Laura Volpicelli-Daley, Ph.D., assistant professor of neurology at the University of Alabama at Birmingham School of Medicine, and colleagues have now described changes in hippocampal neurons early after the pathogenic alpha-synuclein aggregates begin to appear. This understanding, combined with further exploration of the mechanisms underlying the neuronal changes, could point to novel therapeutic treatments to prevent or reverse neuronal defects and halt development of dementia.
"In Parkinson's disease, you can give levodopa to improve motor function; but there is nothing to stop the non-motor symptoms," Volpicelli-Daley said.
About 1 million Americans live with Parkinson's disease, and DLB is the second-most-common form of dementia in the elderly after Alzheimer's.
These grow to form the typical inclusions emblematic of Parkinson's and DLB. As the pathologic alpha-synuclein inclusions continue to form, they increasingly impair neuronal excitability and connectivity, and eventually lead to neuron death.
The researchers found several significant changes in the hippocampal neurons.

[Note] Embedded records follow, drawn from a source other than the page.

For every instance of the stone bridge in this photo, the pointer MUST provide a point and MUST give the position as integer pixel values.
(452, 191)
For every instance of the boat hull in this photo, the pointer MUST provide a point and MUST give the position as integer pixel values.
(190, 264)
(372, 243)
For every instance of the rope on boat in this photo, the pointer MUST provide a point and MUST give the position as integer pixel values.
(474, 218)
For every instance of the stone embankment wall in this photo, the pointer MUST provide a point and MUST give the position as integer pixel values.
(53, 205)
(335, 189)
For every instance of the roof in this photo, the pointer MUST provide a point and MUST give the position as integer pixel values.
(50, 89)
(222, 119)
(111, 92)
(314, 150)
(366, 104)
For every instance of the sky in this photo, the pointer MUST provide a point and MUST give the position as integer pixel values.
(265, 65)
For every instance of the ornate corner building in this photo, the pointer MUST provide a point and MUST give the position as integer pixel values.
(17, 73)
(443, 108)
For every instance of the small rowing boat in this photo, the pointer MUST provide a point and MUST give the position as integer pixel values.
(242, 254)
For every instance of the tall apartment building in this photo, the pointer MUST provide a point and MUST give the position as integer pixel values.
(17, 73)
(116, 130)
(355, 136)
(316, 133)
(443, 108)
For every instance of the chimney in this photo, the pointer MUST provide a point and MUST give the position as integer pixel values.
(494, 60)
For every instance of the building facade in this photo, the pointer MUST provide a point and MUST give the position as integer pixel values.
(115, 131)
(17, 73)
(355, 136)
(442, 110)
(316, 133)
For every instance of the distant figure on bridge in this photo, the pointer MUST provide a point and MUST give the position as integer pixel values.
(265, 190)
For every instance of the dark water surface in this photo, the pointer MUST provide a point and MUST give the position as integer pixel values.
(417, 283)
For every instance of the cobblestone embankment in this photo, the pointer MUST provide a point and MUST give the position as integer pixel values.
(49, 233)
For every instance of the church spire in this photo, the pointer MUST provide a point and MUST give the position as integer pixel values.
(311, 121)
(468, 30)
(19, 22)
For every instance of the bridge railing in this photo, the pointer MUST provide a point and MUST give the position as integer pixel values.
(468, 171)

Formation of the pathological alpha-synuclein inclusions created multiple defects in both pre-synaptic and post-synaptic functions before neurodegeneration had begun.
"Something is clearly going on with the neurons before they die," Volpicelli-Daley said. "There is increased activity at the presynaptic terminal, the site of the neuron that releases chemicals called neurotransmitters. On the other hand, there is decreased activity post-synaptically, the site of the neighboring neuron where these released chemicals activate messenger systems. This may suggest that there is plasticity in the neurons, that is, the neurons are adapting to the increased activity."
"Over time, this abnormal activity may eventually lead to neuron death," she said. "The next step will be looking at how alpha-synuclein increases presynaptic activity and whether this is a loss of alpha-synuclein function in this neuron compartment or it is caused by formation of toxic alpha-synuclein aggregates."
"This is a groundbreaking study and one of the first to address critical and previously elusive questions regarding how toxic alpha-synuclein affects the structure and physiology of memory neurons," said Jeremy Herskowitz, Ph.D., assistant professor in the UAB Department of Neurology and the Patsy W. and Charles A. Collat Scholar of Neuroscience.
"Our team was able to move the field forward by applying a truly multidisciplinary approach," said Linda Overstreet-Wadiche, Ph.D., associate professor in the UAB Department of Neurobiology. "We combined anatomical, biochemical and functional assays to understand how inclusions alter neuronal function prior to cell death, and this approach yielded the unexpected finding that loss of postsynaptic structure was accompanied by enhanced presynaptic function."
Volpicelli-Daley, Herskowitz and Overstreet-Wadiche are co-senior authors of the study.
In detail, they found that synaptic activity in the absence of action potentials -- specifically, miniature excitatory post-synaptic potentials -- increased, even though there was a major reduction in spine density on the dendrites of the neurons. Electron microscopy also showed an increased number of docked presynaptic vesicles. Spontaneous synaptic activity driven by action potentials remained normal, but there was a major impairment in spontaneous influxes of calcium ions downstream of the synapse.